For 1 sandwich:
- 1–3 slices of cheese, or shredded to taste
- 2 slices of bread
- Any bread that toasts well: generally white bread (including sourdough).
- margarine can be used, but is not recommended, as direct heating tends to negatively affect the taste of margarine
- other ingredients as necessary (see below).
The key variable is the ratio of cheese to bread; this depends on the thickness and density of the bread, and the amount of cheese used, and varies according to taste; generally more cheese is preferred, so that the bread doesn't overwhelm the cheese.
With presliced bread and cheese, there is very little preparation.
If using grated cheese, which some recommend for more even melting, then one needs to grate the cheese. Especially if mixing the grated cheese with chop onions or other ingredients, it is easiest to grate into a bowl, mix with other ingredients, and then spoon onto sandwiches, otherwise it can be messy.

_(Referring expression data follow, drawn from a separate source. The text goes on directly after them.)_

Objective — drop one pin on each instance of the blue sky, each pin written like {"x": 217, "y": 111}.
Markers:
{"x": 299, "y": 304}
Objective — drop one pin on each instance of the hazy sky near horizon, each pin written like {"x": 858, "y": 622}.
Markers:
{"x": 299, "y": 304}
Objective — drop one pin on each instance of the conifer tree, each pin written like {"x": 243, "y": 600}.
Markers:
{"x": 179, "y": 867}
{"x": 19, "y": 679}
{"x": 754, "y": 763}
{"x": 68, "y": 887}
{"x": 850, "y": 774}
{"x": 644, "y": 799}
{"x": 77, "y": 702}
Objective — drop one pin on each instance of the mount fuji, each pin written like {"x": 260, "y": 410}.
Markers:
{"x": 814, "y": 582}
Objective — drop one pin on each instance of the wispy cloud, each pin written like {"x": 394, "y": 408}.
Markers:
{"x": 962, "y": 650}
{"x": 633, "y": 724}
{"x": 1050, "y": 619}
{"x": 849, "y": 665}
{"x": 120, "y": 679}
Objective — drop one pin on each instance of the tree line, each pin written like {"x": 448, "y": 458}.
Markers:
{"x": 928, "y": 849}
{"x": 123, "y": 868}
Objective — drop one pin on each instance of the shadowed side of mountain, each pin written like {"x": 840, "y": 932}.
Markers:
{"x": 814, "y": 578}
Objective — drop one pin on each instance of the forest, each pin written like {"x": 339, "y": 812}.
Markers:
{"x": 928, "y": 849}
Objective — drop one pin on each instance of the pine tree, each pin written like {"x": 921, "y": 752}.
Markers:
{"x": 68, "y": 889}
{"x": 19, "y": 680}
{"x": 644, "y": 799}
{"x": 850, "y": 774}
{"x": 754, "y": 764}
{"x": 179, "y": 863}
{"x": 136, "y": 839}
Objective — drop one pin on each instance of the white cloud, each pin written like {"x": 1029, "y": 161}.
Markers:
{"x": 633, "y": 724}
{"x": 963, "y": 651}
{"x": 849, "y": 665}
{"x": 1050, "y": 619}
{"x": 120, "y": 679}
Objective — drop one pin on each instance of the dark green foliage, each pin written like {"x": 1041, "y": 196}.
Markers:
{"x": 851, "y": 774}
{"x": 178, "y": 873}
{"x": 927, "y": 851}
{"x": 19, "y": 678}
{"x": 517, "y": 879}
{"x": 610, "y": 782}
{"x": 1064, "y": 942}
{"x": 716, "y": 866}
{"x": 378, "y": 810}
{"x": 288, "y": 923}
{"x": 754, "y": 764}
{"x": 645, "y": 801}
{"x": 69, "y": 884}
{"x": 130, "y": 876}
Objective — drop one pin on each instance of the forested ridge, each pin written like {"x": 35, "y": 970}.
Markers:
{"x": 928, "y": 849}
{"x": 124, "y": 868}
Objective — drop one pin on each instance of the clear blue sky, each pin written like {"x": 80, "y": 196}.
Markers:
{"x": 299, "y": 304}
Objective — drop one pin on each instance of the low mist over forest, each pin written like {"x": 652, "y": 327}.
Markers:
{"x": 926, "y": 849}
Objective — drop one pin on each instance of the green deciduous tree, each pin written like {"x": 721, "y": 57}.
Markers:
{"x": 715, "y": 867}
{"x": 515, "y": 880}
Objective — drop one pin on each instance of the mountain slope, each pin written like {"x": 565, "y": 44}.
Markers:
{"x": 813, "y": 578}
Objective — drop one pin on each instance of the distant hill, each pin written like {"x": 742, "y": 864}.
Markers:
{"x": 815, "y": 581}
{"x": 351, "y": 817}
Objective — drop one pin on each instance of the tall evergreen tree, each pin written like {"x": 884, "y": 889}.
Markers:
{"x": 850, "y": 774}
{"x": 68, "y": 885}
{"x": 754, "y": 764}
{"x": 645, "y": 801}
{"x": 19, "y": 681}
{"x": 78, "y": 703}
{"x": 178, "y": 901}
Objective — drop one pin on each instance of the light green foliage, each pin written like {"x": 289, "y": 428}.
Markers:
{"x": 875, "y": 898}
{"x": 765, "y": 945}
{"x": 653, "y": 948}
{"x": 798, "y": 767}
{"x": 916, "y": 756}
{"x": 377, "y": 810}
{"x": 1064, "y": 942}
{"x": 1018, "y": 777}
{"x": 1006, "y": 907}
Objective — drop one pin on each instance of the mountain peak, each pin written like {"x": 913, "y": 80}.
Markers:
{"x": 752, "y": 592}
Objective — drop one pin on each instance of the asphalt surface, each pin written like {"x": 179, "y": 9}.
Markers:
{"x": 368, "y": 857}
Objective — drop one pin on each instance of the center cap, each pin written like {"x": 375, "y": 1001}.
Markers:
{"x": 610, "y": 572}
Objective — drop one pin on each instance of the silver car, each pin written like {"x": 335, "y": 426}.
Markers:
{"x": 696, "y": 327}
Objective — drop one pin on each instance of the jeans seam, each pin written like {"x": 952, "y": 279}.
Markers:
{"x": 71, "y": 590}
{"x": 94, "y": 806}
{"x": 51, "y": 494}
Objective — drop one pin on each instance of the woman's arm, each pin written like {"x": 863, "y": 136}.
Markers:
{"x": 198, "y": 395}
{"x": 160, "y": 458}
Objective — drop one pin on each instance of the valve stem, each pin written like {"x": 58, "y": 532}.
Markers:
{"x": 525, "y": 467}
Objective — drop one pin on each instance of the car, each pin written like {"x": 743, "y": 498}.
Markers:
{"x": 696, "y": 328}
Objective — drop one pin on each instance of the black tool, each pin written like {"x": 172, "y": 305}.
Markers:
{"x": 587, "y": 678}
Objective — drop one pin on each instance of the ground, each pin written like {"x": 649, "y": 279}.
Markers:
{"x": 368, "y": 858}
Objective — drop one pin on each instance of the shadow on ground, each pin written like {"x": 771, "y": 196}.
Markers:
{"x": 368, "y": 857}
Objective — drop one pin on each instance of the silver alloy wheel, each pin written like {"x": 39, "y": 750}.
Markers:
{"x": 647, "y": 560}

Buttering the bread makes the outside of the bread brown, rather than dry and burn, and is widely recommended.
Butter the slices of bread, then place butter-side down (the butter is on the outside of the bread), in the pan or on other cooking surface. Follow this by placing the grated cheese or sliced cheese on top, then the other slice of bread, butter-up. Do not place the butter side down on a prep surface, as it will come off and make a mess.
Alternatively, one may melt butter in a pan, and then place the bread on it; when flipping, one should add more butter, then flip the bread.
There are many methods of grilling a sandwich; the main variants are grilling on a stove-top, most common in US, and toasting in an oven, most common in the UK and Australia. There also specialized sandwich toasters or sandwich grills.
Ovens are useful if making multiple sandwiches, rather than grilling one at a time; they also allow one to make open-faced sandwiches.
The goal is to get a nicely browned sandwich with melted cheese in the middle.